Lahleet, clinging to his arm for comfort, went with him, but at the courthouse door he was arrested for murder—Henry Harrington for the murder of an unknown person "a human being," on Hurricane Island.

"But you didn't!" the soul of the Indian girl raged in protest.

"Of course, I didn't, but hush!" Harrington commanded fiercely, as he feared she was about to blurt out confession. "The point is—I let them think I did. Now hush! Not one word! Besides, it's all a farce," he soothed. "They can't prove I killed him. They know they can't. It's only a temporary frame-up to keep me from defending Adam John. I'll be out on bail in an hour."

Now bail was not obligatory in murder cases, but, perhaps as carrying out the game of baiting Henry Harrington to his doom, Judge Allen had fixed bail in advance; and the hasty telephoning which Henry began to do from the Sheriff's office did not disclose any one who was willing to risk fifty thousand cash or one hundred thousand bond to pledge the person and presence of the prisoner. There was one who might have, but that one was not appealed to.

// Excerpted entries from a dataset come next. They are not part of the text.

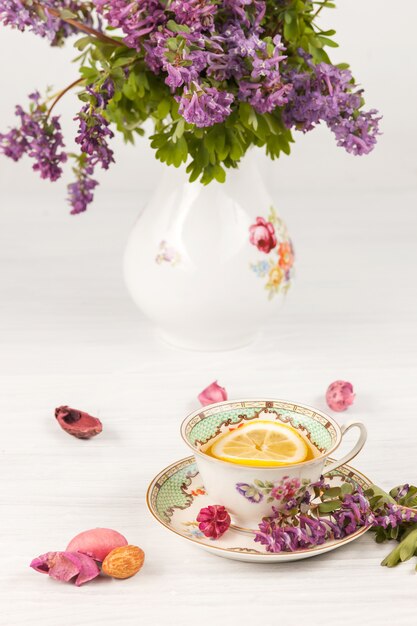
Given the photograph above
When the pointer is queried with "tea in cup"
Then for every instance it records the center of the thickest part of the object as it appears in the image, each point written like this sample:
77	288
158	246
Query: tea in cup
257	454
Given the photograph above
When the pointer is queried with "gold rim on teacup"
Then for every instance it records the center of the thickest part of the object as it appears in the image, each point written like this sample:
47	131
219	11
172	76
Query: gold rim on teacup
271	406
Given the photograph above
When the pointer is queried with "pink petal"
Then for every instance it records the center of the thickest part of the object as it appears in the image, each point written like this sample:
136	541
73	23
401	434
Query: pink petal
212	393
66	565
78	423
340	395
97	542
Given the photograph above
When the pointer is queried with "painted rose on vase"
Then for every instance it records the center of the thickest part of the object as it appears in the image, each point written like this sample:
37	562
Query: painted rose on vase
270	237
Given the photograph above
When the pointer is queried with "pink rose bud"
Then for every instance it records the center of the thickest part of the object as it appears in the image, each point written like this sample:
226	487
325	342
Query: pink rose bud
212	393
78	423
97	542
66	565
339	395
213	521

While this telephoning was going on Lahleet was speculating wildly as to just who did kill that man.

She had heard a shot, had seen the man fall, found the smoking pistol in the path not half a dozen yards away, but of him who fired it and dropped it—by accident, no doubt—she saw and knew nothing. For two years, with that sclf-centered absorption of which her nature was capable, she had not cared.

Now she did care, now she set all her cunning to find out; but she hinted nothing of this to Harrington, For some reason which she did not quite fathom, he had fiercely frowned down her first impulse to aid him openly and this made her wilfully secretive as to her further intentions.